In my talk, I will present a prototype system that supports package queries, a new query model that extends traditional database queries to handle complex constraints and preferences over answer sets. Package queries allow the declarative specification and efficient evaluation of a significant class of constrained optimization problems–integer programs–within a database. These queries pose unique challenges to a database system, ranging from their richer expressive power, more complex semantics, and harder computational complexity than their SQL counterpart, to scalability issues that arise from large amounts of data and uncertainty in the data. I will illustrate how our unified system addresses all these challenges achieving high performance and quality in many real-world problems from finance, healthcare, and science. I will also present my vision for data-centric systems for decision making, and their connections with robotics, machine learning, natural language processing, visualization, operations management, and simulation.

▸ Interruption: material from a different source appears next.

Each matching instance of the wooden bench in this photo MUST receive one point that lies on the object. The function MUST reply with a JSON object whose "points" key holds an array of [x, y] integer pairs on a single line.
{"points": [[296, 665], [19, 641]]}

Matteo Brucato is a Ph.D. candidate in computer science at the University of Massachusetts Amherst. Matteo's research aims at augmenting data management systems to better support data science and all stages of analytics, with a focus on prescriptive analytics and data-driven decision making. He is the co-inventor of package queries and his work has been recognized by multiple awards, including CACM and SIGMOD Record research highlights, best paper at VLDB 2016, and both the best demonstration and the runner-up award in VLDB 2020. Matteo's work is largely interdisciplinary, spanning multiple research areas beyond data management, such as natural language processing, information retrieval, AI, machine learning, robotics, and operations research. He received his Bachelor's and Master's degrees in computer science from the University of Bologna (Italy), he visited Aarhus University (Denmark), UC Riverside, UC Berkeley, and NYU, and he interned at MSR and IBM.